Do I need to correct my base qualities or not?

Hi all,

I have recently upgraded to GATK v 2.4-9-g532efad and am implementing a pipeline for indel-realignment and base-quality recalibration. I decided to use the -fixMisencodedQuals flag in RealignerTargetCreator but am getting the following error.

ERROR MESSAGE: Bad input: while fixing mis-encoded base qualities we encountered a read that was correctly encoded; we cannot handle such a mixture of reads so unfortunately the BAM must be fixed with some other tool

This implies that the qualities need to be fixed and there is no solution in GATK.

However, if I simply remove the -fixMisencodedQuals flag from my call, then the bam files proceed without any error! So I'm a little confused about whether they need to be corrected or not? Are they valid for analysis?



Best Answer


  • MarkDunningMarkDunning Member

    This explanation makes sense. I believe the bam files that were failing were written on a different quality scale.

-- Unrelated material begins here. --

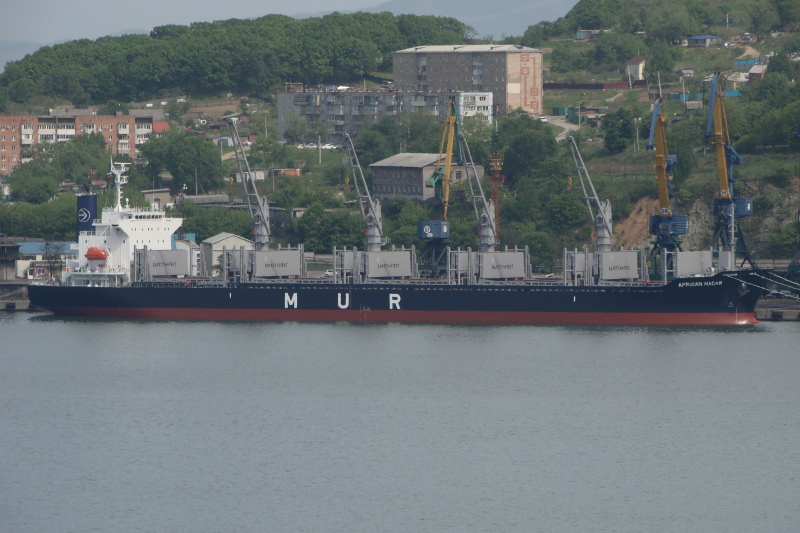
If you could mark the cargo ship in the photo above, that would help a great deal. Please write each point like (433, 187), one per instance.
(128, 267)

    Would it be possible to have this situation give a warning rather than an error? I want to be able to process many different bam files using the same GATK options and I'd like to be able to fix the misencoded bams if it is required, and allow bams that do not need fixing to pass through.

  • ebanksebanks Broad InstituteMember, Broadie, Dev ✭✭✭✭

    Hi Mark, sorry this is not possible. The situation you are describing is rather dangerous and I would highly recommend reprocessing the misencoded bams from scratch.

  • MarkDunningMarkDunning Member

    Hi Eric,

    I agree that the misencoded bams need to to be fixed.

    However, my "error" was due to bams that had quality scores on the correct scale, but I was attempting to fix them using the fixMisencodedQualiities flag.

    I might not know in advance if the bams will require correction or not, so would prefer to use the fixMisencodedQuals flag all the time and have the program not crash if the correction is not required.


  • ebanksebanks Broad InstituteMember, Broadie, Dev ✭✭✭✭

    Unfortunately that's not possible.

  • jlrfloresjlrflores Member

    Is this still the case, that GATK does not have the ability to determine if the quals are miscoded or not for a bam file?

  • Geraldine_VdAuweraGeraldine_VdAuwera Cambridge, MAMember, Administrator, Broadie admin

    It can determine it but cannot decide by itself what it should do. This is done on purpose to force users to be aware of the provenance and characteristics of their data, and make a deliberate decision about how to process the data. This can be handled programmatically in a pipeline script if desired, outside of GATK itself.